Most cases of atypical endometrial hyperplasia fall into this category, which is differentiated from complex nonatypical hyperplasia solely on the basis of cytologic abnormalities ( Figure 13 ). Unlike the smooth, oval nuclei seen in nonatypical hyperplasia, atypical nuclei are rounder and may have irregular membranes. Chromatin is often unevenly dispersed and clumpy, imparting a vesicular appearance, and enlarged nucleoli are seen (perhaps the most reproducible criterion for atypical endometrial hyperplasia). True stratification with loss of polarity in relation to the basement membrane is common and differs from the pseudostratification seen with nonatypical hyperplasia. Apoptotic bodies may be seen. Figure 13 Atypical hyperplasia.
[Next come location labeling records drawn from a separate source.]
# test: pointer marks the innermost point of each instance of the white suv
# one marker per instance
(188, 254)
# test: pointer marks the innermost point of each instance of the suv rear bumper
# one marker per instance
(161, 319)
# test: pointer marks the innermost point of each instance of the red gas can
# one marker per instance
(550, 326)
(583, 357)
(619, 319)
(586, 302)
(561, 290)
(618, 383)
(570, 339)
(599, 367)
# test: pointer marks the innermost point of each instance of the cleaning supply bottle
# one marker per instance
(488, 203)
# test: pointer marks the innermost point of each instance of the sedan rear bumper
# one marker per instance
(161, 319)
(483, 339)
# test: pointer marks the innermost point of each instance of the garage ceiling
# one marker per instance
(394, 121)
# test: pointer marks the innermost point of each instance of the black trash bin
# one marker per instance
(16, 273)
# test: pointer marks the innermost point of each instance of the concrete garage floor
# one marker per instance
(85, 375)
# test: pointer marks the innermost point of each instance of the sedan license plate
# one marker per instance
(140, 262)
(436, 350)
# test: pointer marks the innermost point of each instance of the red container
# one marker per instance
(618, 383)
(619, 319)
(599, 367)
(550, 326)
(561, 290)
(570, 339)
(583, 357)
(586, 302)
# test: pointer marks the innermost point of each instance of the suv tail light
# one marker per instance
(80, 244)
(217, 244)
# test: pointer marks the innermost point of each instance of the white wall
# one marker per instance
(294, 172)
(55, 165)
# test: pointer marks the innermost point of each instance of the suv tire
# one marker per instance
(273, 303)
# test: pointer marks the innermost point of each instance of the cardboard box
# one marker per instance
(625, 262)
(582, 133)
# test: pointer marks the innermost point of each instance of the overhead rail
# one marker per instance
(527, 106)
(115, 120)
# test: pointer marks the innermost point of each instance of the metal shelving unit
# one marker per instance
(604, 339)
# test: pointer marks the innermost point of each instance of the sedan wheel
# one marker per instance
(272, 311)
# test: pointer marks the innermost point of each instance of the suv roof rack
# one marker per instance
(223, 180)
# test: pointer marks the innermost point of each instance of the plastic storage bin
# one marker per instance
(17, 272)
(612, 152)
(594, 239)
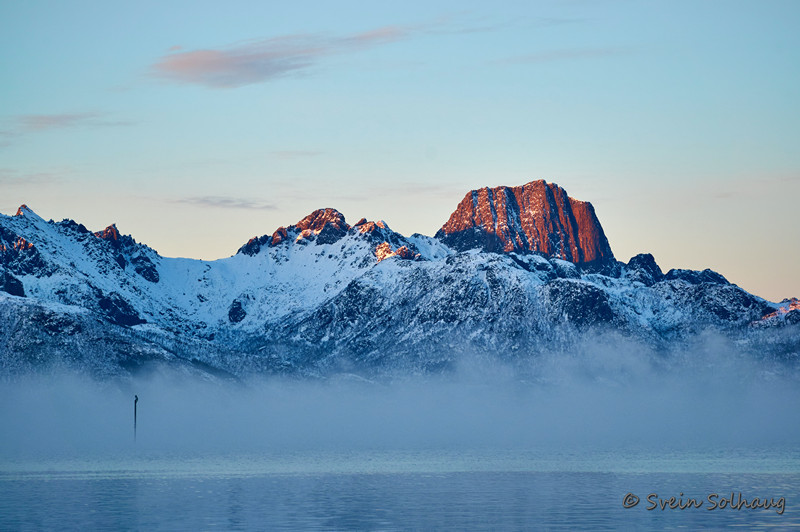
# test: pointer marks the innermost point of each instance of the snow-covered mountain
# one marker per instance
(514, 272)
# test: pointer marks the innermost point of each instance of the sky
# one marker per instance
(195, 126)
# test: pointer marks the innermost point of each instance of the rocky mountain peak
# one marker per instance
(26, 211)
(317, 220)
(109, 233)
(535, 217)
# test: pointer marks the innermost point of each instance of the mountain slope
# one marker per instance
(322, 296)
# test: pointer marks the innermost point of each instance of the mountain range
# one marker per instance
(515, 272)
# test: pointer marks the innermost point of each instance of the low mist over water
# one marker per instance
(600, 397)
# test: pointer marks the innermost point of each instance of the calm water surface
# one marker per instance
(455, 489)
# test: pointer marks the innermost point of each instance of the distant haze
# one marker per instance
(604, 397)
(195, 127)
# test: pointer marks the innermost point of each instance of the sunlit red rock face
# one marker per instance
(537, 216)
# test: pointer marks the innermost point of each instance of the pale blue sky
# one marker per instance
(196, 125)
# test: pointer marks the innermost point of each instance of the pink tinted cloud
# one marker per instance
(264, 60)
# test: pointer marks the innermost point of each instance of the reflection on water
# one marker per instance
(380, 490)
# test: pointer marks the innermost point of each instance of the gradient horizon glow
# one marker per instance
(196, 125)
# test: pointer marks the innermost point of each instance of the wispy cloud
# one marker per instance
(13, 178)
(563, 55)
(294, 154)
(225, 202)
(32, 123)
(267, 59)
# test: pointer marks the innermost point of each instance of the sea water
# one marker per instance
(405, 489)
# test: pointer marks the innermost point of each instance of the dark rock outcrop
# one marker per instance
(535, 217)
(643, 268)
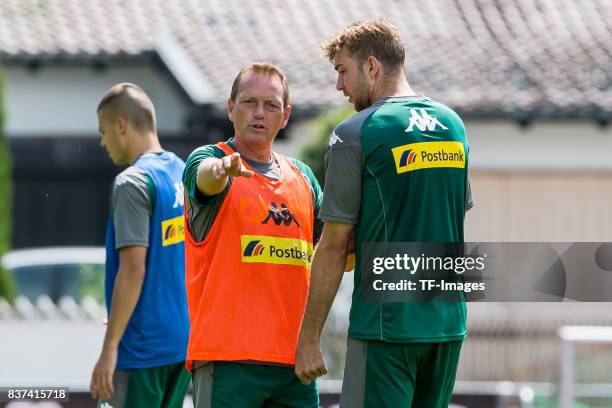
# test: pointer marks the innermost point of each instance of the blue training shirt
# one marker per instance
(158, 331)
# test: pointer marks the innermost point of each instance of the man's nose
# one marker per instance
(259, 111)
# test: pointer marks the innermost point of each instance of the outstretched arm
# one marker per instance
(213, 173)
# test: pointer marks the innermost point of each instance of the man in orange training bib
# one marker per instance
(251, 225)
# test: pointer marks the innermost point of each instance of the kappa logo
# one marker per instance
(334, 139)
(253, 248)
(282, 215)
(423, 121)
(179, 195)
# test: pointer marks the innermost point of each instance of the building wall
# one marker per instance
(549, 182)
(61, 101)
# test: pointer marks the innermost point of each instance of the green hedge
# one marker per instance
(7, 285)
(322, 127)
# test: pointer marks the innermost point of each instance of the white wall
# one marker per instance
(568, 145)
(62, 101)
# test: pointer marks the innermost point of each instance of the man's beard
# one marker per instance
(362, 100)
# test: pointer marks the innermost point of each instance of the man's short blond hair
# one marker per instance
(131, 103)
(265, 68)
(369, 38)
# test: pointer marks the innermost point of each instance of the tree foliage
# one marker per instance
(7, 285)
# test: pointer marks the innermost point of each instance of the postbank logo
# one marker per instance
(428, 155)
(275, 250)
(173, 231)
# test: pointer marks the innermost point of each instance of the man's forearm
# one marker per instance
(125, 297)
(326, 275)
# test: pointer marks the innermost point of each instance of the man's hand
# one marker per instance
(230, 166)
(101, 385)
(309, 362)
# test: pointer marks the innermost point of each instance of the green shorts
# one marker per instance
(381, 374)
(223, 384)
(163, 386)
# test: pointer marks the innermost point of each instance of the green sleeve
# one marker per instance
(317, 195)
(191, 171)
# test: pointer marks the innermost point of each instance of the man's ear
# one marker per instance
(286, 115)
(121, 124)
(230, 108)
(372, 66)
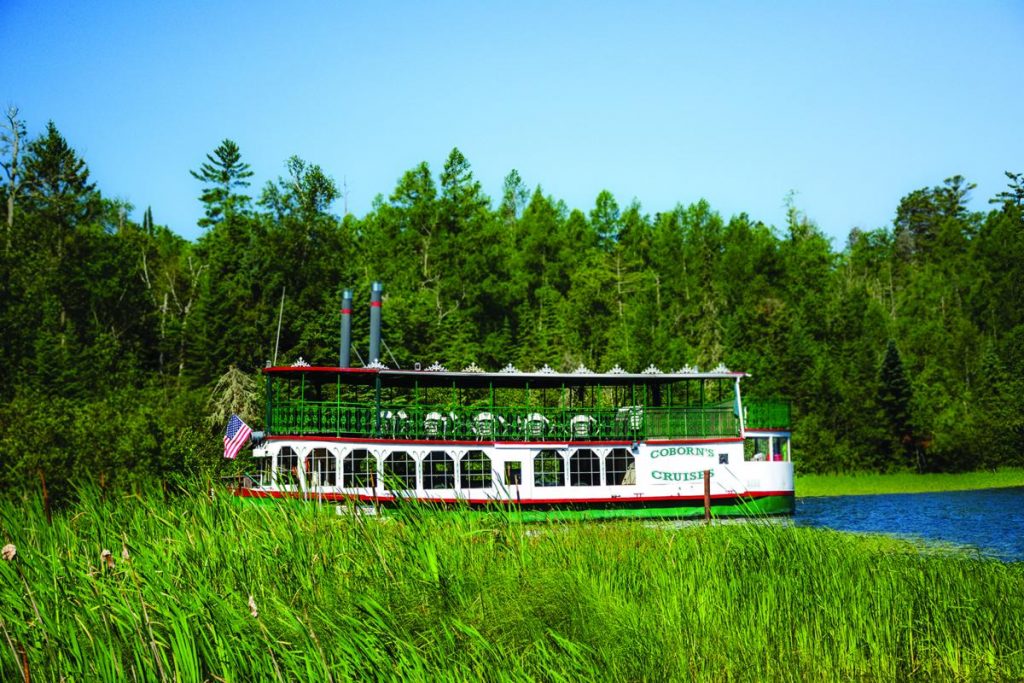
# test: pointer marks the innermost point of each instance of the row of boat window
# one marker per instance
(398, 470)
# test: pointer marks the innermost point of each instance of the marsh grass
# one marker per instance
(450, 595)
(863, 483)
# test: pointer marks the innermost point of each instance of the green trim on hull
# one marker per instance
(761, 506)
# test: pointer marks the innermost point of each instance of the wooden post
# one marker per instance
(708, 496)
(46, 499)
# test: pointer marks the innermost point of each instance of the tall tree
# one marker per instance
(56, 180)
(895, 397)
(224, 174)
(11, 136)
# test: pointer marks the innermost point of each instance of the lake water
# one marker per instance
(990, 520)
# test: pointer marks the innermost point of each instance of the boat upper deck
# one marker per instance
(509, 406)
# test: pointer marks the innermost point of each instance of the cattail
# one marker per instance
(108, 556)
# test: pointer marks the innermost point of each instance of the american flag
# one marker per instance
(236, 436)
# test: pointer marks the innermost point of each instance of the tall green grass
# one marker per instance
(449, 595)
(862, 483)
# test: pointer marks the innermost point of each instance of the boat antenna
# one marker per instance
(346, 329)
(376, 290)
(281, 313)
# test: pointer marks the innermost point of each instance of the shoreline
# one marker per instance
(868, 483)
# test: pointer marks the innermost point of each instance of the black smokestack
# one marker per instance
(375, 322)
(346, 330)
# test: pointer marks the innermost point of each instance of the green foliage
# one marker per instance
(224, 173)
(94, 305)
(198, 588)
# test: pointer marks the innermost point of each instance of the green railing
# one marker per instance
(767, 414)
(500, 423)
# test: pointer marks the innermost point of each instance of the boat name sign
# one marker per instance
(682, 451)
(679, 476)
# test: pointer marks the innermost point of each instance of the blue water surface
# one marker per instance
(990, 520)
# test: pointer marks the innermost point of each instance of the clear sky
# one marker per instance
(851, 104)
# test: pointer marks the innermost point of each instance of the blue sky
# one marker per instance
(851, 104)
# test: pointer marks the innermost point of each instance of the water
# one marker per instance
(989, 520)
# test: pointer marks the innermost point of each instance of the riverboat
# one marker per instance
(538, 444)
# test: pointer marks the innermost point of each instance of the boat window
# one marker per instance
(513, 473)
(621, 468)
(358, 469)
(399, 471)
(585, 468)
(323, 468)
(288, 467)
(475, 470)
(549, 469)
(262, 477)
(438, 470)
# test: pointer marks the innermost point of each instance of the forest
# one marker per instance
(125, 346)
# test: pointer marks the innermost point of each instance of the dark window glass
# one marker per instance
(585, 468)
(438, 470)
(475, 470)
(399, 471)
(549, 469)
(358, 469)
(620, 468)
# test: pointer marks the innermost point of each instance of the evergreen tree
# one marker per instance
(895, 397)
(224, 173)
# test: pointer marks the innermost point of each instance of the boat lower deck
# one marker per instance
(671, 507)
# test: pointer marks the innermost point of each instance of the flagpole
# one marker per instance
(281, 314)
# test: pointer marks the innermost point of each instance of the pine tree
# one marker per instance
(224, 173)
(895, 395)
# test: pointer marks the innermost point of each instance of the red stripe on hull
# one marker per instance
(381, 441)
(363, 498)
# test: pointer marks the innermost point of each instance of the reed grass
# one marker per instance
(207, 589)
(863, 483)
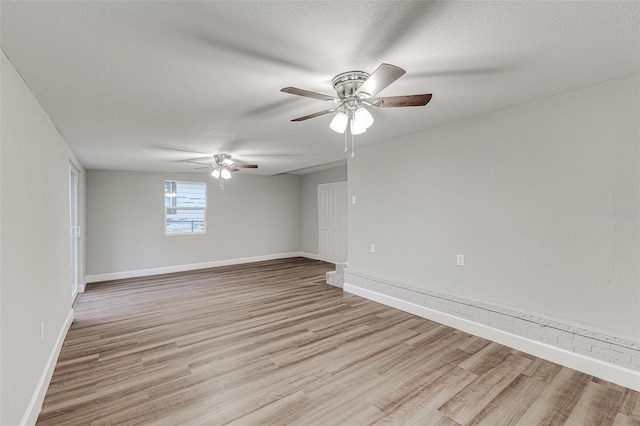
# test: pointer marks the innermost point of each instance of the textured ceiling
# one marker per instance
(146, 85)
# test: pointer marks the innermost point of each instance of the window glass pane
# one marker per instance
(181, 221)
(191, 194)
(185, 206)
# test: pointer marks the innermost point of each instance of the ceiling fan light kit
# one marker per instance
(355, 91)
(222, 166)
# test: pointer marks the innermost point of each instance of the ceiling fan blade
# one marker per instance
(309, 94)
(382, 77)
(315, 114)
(198, 162)
(402, 101)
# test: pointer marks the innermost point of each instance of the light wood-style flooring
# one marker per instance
(271, 343)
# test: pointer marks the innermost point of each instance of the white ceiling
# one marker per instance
(145, 85)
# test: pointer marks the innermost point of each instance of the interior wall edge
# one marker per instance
(604, 357)
(35, 404)
(94, 278)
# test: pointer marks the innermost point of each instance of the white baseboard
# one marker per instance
(35, 405)
(613, 373)
(308, 255)
(93, 278)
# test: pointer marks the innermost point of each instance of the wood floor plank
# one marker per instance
(271, 343)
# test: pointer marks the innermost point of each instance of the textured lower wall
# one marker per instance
(622, 351)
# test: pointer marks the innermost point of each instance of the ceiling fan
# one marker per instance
(355, 91)
(222, 165)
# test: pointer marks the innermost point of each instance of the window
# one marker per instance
(185, 207)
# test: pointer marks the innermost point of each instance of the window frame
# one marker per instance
(203, 209)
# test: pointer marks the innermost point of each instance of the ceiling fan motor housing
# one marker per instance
(347, 83)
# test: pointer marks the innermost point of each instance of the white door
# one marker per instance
(75, 230)
(332, 214)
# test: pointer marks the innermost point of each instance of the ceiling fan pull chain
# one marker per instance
(346, 143)
(353, 149)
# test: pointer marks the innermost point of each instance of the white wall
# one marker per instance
(35, 274)
(309, 193)
(253, 216)
(542, 199)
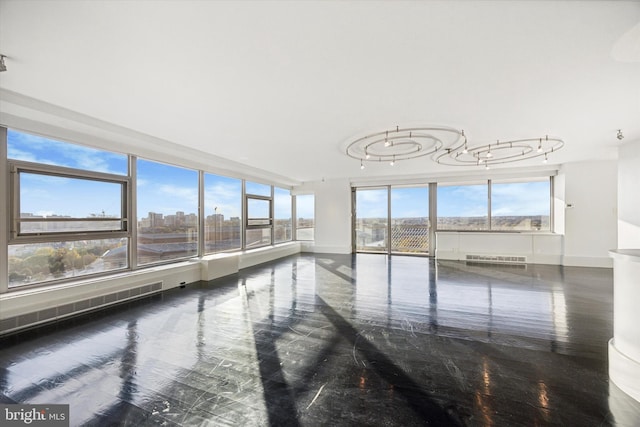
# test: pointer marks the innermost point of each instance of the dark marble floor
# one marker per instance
(337, 340)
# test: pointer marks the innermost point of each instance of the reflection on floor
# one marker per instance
(337, 340)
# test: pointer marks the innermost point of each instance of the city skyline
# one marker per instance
(166, 189)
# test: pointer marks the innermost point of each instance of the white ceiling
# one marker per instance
(283, 86)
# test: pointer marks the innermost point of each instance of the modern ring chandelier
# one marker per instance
(404, 143)
(447, 146)
(500, 152)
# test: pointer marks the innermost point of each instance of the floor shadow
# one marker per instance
(419, 401)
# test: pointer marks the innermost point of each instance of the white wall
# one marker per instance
(584, 233)
(333, 216)
(538, 248)
(591, 224)
(629, 196)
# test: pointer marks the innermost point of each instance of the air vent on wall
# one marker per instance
(498, 259)
(54, 313)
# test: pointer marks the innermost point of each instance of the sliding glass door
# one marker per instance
(410, 219)
(371, 224)
(391, 219)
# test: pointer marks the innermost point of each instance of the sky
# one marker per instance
(168, 189)
(161, 188)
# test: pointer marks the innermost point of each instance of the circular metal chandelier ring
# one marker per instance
(500, 152)
(404, 144)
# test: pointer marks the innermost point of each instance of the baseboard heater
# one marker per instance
(16, 323)
(497, 259)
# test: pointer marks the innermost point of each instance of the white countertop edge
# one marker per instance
(632, 255)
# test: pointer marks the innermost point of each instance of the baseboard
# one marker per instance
(331, 249)
(584, 261)
(624, 371)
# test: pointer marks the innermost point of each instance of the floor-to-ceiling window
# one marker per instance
(305, 216)
(392, 219)
(76, 211)
(371, 219)
(69, 209)
(222, 213)
(283, 222)
(259, 214)
(167, 206)
(410, 219)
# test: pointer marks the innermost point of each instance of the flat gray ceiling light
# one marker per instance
(404, 144)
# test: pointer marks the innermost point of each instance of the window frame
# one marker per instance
(16, 167)
(269, 222)
(488, 184)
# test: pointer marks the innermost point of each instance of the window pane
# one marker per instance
(37, 149)
(258, 209)
(167, 206)
(42, 262)
(48, 203)
(257, 189)
(282, 215)
(410, 219)
(371, 220)
(305, 211)
(223, 207)
(258, 237)
(521, 206)
(463, 207)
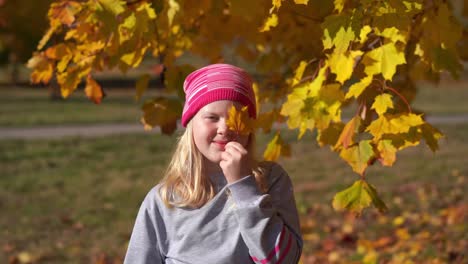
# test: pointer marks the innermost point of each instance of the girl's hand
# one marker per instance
(235, 162)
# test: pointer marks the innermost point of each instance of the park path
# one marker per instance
(96, 130)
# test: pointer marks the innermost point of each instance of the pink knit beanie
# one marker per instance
(217, 82)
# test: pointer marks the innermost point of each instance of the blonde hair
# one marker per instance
(185, 184)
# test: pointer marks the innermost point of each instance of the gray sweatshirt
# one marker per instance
(239, 225)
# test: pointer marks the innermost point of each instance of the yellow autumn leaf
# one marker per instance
(64, 12)
(357, 88)
(339, 4)
(379, 127)
(365, 30)
(402, 123)
(326, 40)
(431, 136)
(42, 69)
(342, 39)
(276, 4)
(349, 131)
(358, 197)
(342, 64)
(270, 22)
(70, 79)
(382, 102)
(93, 90)
(393, 34)
(358, 156)
(301, 2)
(116, 7)
(387, 152)
(240, 121)
(174, 7)
(384, 60)
(299, 72)
(276, 148)
(142, 85)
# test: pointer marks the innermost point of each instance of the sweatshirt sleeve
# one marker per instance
(143, 247)
(269, 223)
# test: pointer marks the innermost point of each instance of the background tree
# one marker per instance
(310, 58)
(20, 29)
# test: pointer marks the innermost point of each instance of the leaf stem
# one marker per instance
(401, 97)
(385, 86)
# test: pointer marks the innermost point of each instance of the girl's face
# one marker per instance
(211, 133)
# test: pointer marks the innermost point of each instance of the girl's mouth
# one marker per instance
(221, 144)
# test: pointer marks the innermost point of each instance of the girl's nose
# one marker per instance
(223, 127)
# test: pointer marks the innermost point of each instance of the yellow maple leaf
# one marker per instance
(299, 72)
(301, 2)
(113, 6)
(339, 4)
(379, 127)
(393, 34)
(365, 30)
(141, 85)
(270, 22)
(240, 121)
(70, 79)
(174, 7)
(42, 69)
(342, 39)
(384, 60)
(382, 102)
(276, 148)
(387, 152)
(357, 88)
(276, 4)
(93, 90)
(402, 123)
(342, 64)
(347, 134)
(358, 197)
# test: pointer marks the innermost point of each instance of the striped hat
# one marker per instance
(217, 82)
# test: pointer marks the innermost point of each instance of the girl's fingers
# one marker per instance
(235, 146)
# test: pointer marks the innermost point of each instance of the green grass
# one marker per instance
(74, 200)
(24, 107)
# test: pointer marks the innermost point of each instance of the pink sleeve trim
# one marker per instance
(276, 249)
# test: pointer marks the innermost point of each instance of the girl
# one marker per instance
(215, 204)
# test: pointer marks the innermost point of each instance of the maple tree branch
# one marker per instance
(401, 97)
(385, 86)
Distinct nucleoli, nuclear pleomorphism, irregular nuclear membranes, and dispersed or clumpy chromatin define this type of hyperplasia.

Neither the degree nor the extent of atypia needed to establish the diagnosis of atypical hyperplasia is well specified, but in general, atypia should involve a significant proportion of the hyperplastic proliferation rather than an isolated focus to warrant this diagnosis ( Figure 14 ). However, occasional curettage specimens may contain glandular tissue with marked complexity, but only focal cytologic atypia. In these instances, we classify the architecture (eg, complex hyperplasia, borderline, or carcinoma—see below) and note the degree and extent of atypia. The surrounding stroma is typically compressed, but may appear fibrous or exhibit features of stromal breakdown (the latter may artifactually increase the apparent gland-to-stroma ratio). Stromal foam cells may also be seen and help to localize the proliferation to the endometrium (vs cervix) in cases in which the morphologic features are ambiguous.

Figure 14 Atypical hyperplasia. There is extensive atypia in this proliferation. The significance of small foci of atypia set in a hyperplasic process that is otherwise banal is uncertain.

Although the criteria appear straightforward, the application of this system can be difficult in clinical practice. The determination of cytologic atypia is particularly troublesome and accounts for a considerable lack of reproducibility in the classification of endometrial hyperplasia (interobserver variability in the classification of simple vs complex hyperplasia also exists, but this distinction does not appear to carry the same clinical import). An additional confounding factor in the practical application of these criteria is the observation that occasional low-grade endometrial adenocarcinomas (and presumably their precursor lesions) exhibit minimal cytologic atypia; this is particularly a problem with complex mucinous endometrial proliferations.